BA and steroid concentrations were log-transformed to achieve normality. The generalized linear mixed model (GLIMMIX) procedure of SAS (SAS Institute, Cary, North Carolina) were used to examine the bile acid and steroid responses to experimental variables. The model included time, stage, breed type, ADG-classification and interactions as fixed effect, residual of steers nested by stage as a random effect, with time as the repeated measure, and spatial power covariance as structure of sampling interval.

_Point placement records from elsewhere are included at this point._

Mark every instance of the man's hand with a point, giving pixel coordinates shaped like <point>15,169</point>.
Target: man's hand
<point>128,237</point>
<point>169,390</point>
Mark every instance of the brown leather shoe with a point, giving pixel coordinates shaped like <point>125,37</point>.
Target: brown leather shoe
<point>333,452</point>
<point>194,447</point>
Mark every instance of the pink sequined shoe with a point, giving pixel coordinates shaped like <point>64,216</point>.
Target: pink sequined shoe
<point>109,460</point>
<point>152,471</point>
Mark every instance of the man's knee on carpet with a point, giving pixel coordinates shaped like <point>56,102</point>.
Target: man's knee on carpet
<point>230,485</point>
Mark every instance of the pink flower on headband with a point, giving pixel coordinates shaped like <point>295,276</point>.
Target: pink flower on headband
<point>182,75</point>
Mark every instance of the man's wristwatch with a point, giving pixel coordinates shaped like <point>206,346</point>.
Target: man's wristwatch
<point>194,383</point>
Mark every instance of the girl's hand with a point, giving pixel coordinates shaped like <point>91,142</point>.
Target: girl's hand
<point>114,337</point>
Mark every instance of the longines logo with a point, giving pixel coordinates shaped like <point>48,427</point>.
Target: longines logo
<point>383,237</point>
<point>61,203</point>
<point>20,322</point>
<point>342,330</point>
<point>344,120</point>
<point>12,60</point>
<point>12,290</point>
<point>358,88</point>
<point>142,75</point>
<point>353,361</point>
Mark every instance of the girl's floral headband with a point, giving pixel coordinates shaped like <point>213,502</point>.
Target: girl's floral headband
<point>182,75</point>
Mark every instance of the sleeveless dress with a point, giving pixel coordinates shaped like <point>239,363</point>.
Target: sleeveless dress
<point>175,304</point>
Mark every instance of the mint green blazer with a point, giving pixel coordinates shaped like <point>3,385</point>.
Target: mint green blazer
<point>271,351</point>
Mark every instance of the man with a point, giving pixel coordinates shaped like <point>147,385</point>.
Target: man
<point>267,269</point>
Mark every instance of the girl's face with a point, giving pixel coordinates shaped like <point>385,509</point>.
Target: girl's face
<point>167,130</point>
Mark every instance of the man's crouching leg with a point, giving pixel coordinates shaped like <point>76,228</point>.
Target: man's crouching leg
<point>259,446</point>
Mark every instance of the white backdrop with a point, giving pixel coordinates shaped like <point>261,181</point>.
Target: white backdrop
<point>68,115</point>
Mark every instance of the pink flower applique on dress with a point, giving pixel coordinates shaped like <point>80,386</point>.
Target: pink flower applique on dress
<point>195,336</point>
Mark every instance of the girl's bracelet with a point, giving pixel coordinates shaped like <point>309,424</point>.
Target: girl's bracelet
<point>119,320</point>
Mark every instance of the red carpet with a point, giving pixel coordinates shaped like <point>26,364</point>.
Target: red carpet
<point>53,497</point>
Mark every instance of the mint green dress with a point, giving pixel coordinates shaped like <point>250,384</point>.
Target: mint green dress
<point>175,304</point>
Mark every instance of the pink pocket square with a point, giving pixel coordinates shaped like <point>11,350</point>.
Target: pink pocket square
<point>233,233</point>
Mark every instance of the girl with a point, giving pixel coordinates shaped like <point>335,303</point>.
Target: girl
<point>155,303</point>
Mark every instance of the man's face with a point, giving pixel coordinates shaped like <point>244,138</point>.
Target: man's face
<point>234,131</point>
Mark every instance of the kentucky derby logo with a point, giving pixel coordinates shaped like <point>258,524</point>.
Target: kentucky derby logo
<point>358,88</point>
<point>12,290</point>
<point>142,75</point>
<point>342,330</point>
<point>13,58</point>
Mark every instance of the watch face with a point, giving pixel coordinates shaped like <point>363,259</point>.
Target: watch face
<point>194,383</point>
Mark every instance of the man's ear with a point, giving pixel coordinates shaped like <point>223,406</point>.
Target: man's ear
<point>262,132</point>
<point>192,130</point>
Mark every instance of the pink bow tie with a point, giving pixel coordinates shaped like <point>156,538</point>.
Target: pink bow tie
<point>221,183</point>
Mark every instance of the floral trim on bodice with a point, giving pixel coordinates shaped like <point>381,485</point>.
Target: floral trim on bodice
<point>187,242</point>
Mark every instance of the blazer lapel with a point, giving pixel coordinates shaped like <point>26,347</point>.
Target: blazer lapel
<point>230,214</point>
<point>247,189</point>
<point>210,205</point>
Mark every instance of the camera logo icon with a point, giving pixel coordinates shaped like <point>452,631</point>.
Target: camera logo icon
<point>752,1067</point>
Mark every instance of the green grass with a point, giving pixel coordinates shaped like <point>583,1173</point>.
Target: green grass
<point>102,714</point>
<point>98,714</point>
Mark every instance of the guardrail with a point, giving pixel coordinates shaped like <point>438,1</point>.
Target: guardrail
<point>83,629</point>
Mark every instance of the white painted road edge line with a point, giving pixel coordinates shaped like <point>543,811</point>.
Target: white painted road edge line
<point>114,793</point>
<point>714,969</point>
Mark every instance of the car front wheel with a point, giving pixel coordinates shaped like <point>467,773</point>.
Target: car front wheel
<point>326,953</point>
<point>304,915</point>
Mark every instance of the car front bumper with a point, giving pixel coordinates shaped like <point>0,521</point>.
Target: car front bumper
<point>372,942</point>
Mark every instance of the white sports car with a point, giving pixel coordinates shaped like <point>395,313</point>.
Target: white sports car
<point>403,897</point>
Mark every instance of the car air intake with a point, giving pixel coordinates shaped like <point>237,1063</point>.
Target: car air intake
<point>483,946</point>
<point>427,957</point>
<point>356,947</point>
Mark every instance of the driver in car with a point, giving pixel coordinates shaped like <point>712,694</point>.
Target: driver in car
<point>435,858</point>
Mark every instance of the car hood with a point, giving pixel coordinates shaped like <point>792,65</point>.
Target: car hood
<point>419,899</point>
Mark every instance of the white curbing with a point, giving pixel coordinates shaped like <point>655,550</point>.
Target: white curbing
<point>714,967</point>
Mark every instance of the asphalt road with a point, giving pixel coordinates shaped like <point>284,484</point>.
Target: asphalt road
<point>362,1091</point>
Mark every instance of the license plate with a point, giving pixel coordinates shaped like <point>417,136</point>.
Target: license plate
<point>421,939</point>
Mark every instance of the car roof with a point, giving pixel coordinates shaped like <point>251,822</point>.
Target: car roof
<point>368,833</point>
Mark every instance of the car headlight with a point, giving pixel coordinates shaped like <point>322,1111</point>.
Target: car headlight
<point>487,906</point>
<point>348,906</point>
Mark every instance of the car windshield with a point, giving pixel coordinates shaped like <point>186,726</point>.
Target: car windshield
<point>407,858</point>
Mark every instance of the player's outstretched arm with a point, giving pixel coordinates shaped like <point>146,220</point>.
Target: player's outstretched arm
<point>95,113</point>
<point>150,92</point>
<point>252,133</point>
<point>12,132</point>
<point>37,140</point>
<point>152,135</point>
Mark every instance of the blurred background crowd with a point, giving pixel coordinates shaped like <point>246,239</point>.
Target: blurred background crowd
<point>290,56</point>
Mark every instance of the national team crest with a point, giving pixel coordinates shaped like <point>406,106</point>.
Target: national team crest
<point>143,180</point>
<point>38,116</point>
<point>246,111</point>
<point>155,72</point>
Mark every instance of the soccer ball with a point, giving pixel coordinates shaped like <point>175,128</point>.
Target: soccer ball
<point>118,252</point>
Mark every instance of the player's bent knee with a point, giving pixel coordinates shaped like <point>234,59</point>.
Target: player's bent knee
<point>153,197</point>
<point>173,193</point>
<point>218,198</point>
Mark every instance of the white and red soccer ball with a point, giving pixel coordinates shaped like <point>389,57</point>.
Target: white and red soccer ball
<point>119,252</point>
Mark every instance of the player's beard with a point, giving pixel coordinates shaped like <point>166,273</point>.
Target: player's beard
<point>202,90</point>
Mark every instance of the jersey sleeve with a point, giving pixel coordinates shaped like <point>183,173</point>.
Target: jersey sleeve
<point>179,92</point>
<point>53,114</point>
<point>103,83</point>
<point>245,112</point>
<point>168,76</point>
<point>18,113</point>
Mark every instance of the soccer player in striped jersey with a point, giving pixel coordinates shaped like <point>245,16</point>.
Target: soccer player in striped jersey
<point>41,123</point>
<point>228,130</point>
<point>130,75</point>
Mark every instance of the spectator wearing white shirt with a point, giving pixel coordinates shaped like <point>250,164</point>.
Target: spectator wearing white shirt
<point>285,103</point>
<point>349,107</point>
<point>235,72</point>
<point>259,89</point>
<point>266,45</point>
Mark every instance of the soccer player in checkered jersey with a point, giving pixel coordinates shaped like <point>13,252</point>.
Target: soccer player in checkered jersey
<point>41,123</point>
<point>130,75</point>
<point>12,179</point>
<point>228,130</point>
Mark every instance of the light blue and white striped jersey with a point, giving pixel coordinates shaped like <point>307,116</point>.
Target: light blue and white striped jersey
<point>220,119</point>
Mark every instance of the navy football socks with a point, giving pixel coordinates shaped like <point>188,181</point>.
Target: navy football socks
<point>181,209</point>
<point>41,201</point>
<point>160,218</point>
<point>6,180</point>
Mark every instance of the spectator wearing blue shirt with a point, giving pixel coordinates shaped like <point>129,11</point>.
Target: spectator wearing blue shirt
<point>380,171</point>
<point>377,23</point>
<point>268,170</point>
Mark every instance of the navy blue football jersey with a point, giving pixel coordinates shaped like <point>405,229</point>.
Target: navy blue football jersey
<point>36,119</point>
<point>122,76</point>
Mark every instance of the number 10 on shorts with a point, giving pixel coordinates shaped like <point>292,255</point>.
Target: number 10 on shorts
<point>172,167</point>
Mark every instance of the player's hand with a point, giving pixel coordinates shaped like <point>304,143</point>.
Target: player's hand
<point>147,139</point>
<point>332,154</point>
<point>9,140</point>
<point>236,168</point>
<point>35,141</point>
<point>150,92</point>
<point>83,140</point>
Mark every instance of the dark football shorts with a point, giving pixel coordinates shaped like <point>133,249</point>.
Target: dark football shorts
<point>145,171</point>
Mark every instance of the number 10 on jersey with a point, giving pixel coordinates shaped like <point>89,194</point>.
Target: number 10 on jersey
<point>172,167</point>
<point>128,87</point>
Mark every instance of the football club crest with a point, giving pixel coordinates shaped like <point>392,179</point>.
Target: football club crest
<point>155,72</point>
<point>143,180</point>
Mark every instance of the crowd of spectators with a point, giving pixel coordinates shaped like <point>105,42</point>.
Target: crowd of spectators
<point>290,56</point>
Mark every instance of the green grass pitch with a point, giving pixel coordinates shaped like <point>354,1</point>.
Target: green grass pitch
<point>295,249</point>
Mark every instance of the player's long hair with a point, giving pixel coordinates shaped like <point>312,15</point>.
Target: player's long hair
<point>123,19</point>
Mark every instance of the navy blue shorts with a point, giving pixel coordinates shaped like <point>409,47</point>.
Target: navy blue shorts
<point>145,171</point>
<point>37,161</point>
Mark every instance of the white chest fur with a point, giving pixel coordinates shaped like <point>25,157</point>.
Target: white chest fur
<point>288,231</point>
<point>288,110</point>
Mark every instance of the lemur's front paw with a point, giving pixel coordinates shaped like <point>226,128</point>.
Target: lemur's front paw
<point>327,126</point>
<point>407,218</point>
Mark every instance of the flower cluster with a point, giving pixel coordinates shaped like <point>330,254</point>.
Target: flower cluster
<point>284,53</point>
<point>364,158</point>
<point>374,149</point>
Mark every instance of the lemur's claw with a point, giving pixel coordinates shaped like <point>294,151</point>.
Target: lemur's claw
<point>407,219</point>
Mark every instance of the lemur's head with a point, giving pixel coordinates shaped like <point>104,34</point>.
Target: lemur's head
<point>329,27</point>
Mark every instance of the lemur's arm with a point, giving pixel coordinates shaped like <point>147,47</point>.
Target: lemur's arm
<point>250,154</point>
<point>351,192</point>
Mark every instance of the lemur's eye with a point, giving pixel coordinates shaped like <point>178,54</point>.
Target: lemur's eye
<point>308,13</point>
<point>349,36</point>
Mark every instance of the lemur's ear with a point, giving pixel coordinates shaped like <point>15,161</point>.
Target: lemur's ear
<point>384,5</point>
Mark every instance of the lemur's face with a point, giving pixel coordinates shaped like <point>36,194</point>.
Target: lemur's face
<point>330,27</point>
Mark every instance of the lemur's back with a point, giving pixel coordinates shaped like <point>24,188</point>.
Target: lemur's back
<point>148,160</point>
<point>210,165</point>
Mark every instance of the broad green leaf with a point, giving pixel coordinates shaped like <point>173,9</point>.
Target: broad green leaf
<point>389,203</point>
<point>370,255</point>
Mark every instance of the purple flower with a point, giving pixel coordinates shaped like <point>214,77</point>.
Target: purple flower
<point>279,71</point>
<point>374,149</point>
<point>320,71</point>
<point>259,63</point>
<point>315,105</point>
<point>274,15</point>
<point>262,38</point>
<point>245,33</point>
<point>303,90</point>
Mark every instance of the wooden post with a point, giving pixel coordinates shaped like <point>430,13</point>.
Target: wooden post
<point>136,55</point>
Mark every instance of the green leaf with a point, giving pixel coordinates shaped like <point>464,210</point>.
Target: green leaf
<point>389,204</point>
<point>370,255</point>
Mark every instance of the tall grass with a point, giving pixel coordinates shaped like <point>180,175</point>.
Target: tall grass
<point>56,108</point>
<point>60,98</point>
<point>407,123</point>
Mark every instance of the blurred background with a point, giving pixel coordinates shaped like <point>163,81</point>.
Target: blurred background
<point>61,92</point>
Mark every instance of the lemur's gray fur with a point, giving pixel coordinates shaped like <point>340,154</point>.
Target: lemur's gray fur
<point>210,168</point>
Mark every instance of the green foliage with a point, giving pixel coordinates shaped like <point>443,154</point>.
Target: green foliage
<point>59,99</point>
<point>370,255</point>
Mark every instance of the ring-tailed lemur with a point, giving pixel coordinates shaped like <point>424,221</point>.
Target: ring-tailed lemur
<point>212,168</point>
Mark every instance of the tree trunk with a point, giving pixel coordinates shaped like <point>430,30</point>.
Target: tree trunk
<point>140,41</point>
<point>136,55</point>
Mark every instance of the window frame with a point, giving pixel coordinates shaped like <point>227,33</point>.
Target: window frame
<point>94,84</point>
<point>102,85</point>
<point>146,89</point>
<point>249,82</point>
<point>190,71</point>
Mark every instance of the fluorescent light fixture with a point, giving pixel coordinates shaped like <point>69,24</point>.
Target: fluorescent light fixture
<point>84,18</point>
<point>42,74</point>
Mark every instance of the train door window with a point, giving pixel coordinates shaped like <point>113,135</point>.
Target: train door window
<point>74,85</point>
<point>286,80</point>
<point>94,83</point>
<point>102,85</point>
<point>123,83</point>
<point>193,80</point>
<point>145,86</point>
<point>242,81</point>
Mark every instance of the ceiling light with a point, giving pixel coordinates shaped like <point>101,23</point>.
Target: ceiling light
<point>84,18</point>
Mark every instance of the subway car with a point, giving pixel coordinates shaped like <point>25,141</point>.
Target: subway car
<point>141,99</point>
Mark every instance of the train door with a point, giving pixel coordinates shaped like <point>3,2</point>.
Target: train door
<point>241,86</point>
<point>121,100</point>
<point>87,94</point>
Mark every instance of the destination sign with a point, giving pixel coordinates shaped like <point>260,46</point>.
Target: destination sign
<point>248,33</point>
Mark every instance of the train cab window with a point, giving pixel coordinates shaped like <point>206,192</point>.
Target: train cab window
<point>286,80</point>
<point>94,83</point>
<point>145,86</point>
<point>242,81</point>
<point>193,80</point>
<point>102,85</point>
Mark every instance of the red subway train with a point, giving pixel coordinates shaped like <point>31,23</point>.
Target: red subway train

Pearson’s correlations were performed to identify the associations between urine bile acids and steroid concentrations with performance and carcass traits. Correlation strength was considered strong (|r|≥ 0.7), moderate (0.7 >|r|≥ 0.4) or weak (0.4 >|r|≥ 0.1) (15). A predictive equation for ADG-classification using bile acids and steroids log transform concentrations was performed by stepwise nominal logistic regression analysis with a JMP Pro version 15.0 (SAS Institute, Cary, North Carolina). Basically, for each ADG-category, multiple regression is run to predict the odds ratio into that category. The odds ratios are then converted into probabilities, and the most likely class is chosen. For ADG-prediction model building, data were divided into a 75/25 training:validation set splits to avoid over-fitting and minimize model reliance on sample selection. Validation set was stratified by ADG-classification to balance training set representation and used to test model fit probabilities. The model sensitivity (true positive), specificity (true negative) and accuracy (proportion of true results, either true positive or true negative) was evaluated from confusion matrix based on the final model training set randomly chosen.

An overview of the experimental design and data analysis is presented in the Fig. 8.